[Python-ideas] simplification pep-like thing (original) (raw)

tomer filiba tomerfiliba at gmail.com
Fri Jan 26 16:13:12 CET 2007


this text needs more thought and rephrasing, but i think that it covers all the details.


Abstract

The simplification API provides a mechanism to get the state of an object, as well as reconstructing an object with a given state. This new API would affect pickle, copy_reg, and copy modules, as well as the writers of serializers.

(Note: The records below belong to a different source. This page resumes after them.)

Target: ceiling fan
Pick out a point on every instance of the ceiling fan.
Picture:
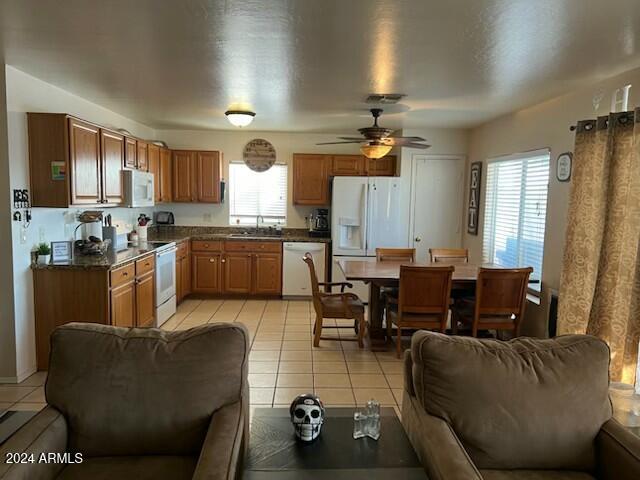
(378, 141)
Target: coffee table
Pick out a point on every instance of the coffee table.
(274, 452)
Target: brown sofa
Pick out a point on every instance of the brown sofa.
(526, 409)
(140, 404)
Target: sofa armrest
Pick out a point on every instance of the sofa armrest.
(223, 449)
(618, 452)
(436, 444)
(45, 433)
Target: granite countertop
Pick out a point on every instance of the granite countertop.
(107, 261)
(179, 234)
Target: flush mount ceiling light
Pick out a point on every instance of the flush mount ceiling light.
(240, 118)
(375, 151)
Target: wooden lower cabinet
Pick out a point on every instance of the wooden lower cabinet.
(205, 272)
(267, 274)
(145, 300)
(123, 305)
(237, 272)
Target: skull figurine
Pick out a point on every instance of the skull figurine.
(307, 416)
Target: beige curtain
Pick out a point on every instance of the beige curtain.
(600, 281)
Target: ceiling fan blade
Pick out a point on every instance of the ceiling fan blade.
(414, 139)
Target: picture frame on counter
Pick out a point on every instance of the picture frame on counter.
(61, 252)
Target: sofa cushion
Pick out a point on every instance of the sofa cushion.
(131, 468)
(522, 404)
(144, 391)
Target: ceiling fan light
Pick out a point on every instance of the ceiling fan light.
(375, 151)
(239, 118)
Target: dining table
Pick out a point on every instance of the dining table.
(387, 274)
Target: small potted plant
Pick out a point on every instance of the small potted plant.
(44, 254)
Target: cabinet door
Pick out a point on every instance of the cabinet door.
(165, 175)
(205, 272)
(143, 160)
(382, 167)
(183, 176)
(348, 165)
(130, 153)
(237, 272)
(208, 177)
(84, 149)
(268, 274)
(311, 179)
(113, 147)
(153, 160)
(123, 305)
(145, 300)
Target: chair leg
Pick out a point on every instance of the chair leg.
(317, 331)
(360, 322)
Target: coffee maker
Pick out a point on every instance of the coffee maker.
(319, 223)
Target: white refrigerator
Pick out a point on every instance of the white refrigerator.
(367, 213)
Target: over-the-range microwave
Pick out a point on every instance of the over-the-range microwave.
(138, 188)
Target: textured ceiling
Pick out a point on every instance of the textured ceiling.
(307, 65)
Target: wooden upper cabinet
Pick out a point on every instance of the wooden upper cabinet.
(382, 167)
(205, 272)
(130, 152)
(207, 177)
(113, 147)
(153, 161)
(268, 274)
(142, 156)
(237, 272)
(84, 163)
(183, 176)
(311, 179)
(352, 165)
(166, 175)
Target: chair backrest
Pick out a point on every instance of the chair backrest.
(449, 255)
(315, 288)
(396, 255)
(144, 391)
(501, 291)
(425, 290)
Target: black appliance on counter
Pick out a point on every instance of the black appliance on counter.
(319, 223)
(165, 218)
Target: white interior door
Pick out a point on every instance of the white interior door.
(436, 207)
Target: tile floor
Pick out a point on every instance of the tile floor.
(283, 361)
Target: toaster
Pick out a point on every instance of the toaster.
(164, 218)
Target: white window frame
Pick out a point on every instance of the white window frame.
(251, 220)
(488, 251)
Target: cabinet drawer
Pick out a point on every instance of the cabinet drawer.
(206, 246)
(145, 265)
(122, 275)
(243, 246)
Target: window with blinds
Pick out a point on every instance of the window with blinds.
(257, 193)
(516, 210)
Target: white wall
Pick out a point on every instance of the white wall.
(544, 125)
(28, 94)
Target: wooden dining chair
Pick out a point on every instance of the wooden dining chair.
(334, 305)
(423, 300)
(449, 255)
(499, 302)
(396, 255)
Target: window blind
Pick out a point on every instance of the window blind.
(257, 193)
(516, 210)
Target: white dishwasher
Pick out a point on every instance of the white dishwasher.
(296, 281)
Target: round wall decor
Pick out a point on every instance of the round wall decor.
(259, 155)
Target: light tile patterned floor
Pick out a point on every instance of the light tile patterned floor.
(283, 362)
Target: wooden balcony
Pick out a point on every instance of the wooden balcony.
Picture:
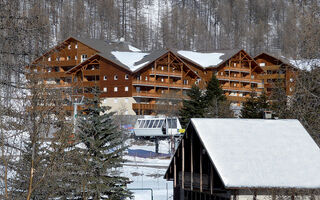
(271, 76)
(237, 69)
(54, 75)
(242, 89)
(239, 79)
(145, 106)
(237, 98)
(146, 94)
(166, 73)
(59, 63)
(160, 84)
(271, 67)
(91, 72)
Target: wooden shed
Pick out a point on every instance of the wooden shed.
(245, 159)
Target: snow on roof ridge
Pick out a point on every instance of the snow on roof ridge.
(130, 59)
(205, 60)
(261, 153)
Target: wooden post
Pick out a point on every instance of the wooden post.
(200, 169)
(182, 163)
(191, 162)
(175, 171)
(211, 179)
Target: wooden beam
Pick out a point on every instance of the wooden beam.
(183, 162)
(201, 170)
(191, 162)
(211, 179)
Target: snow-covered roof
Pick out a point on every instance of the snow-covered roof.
(256, 153)
(129, 59)
(306, 64)
(208, 59)
(203, 59)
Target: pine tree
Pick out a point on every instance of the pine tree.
(215, 101)
(102, 151)
(192, 107)
(254, 107)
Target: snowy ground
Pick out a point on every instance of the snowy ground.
(149, 172)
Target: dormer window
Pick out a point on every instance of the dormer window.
(84, 57)
(262, 64)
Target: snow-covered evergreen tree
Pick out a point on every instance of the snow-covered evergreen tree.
(102, 149)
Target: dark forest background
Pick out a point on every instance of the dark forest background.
(287, 27)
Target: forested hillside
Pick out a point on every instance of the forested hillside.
(290, 28)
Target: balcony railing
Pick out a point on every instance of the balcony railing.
(272, 76)
(228, 88)
(161, 84)
(237, 69)
(166, 73)
(239, 79)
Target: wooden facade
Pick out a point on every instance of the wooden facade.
(81, 65)
(277, 73)
(196, 177)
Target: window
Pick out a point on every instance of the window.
(84, 57)
(185, 82)
(262, 64)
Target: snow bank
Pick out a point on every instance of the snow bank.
(203, 59)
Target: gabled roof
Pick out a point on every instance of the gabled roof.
(256, 153)
(208, 59)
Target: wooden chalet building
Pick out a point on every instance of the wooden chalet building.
(252, 159)
(137, 82)
(278, 72)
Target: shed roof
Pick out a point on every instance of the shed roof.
(256, 153)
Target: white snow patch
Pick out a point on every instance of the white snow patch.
(130, 58)
(203, 59)
(261, 153)
(306, 64)
(132, 48)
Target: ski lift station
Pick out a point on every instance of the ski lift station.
(157, 127)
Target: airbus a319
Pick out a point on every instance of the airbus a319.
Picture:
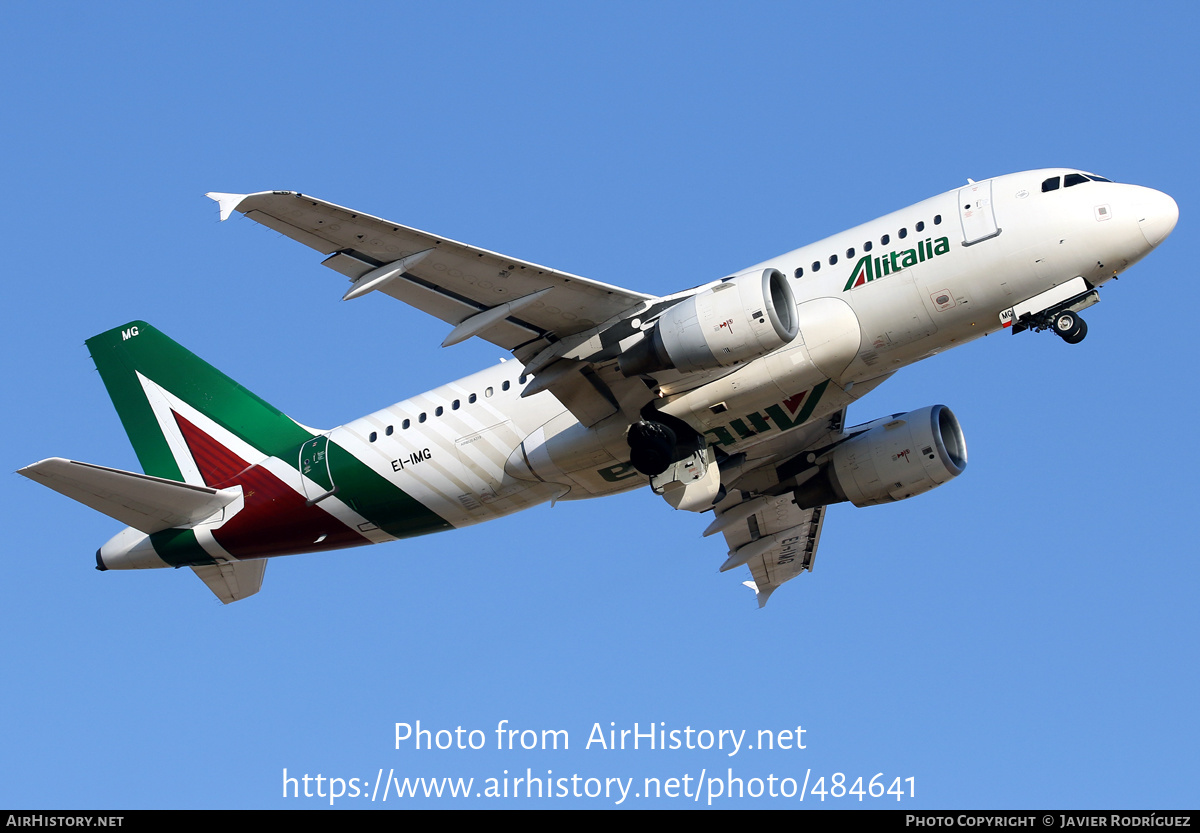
(726, 399)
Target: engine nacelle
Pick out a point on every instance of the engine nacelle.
(892, 459)
(736, 321)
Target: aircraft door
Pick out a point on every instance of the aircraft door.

The idea is to separate the state-gathering from the encoding:

This is somewhat similar to the ISerializable interface of .NET, which defines only GetObjectData(); the actual encoding is done by a Formatter class, which has different implementations for SOAP-formatting, binary-formatting, and other formats.

Motivation

There are many generic and niche serializers out there, including pickle, banana/jelly, Cerealizer, brine, and lots of serializers targeting XML output. Currently, all serializers have their own methods of retrieving the contents, or state of the object.

This API attempts to solve this issue by providing standard means for getting object state, and creating objects with their state restored.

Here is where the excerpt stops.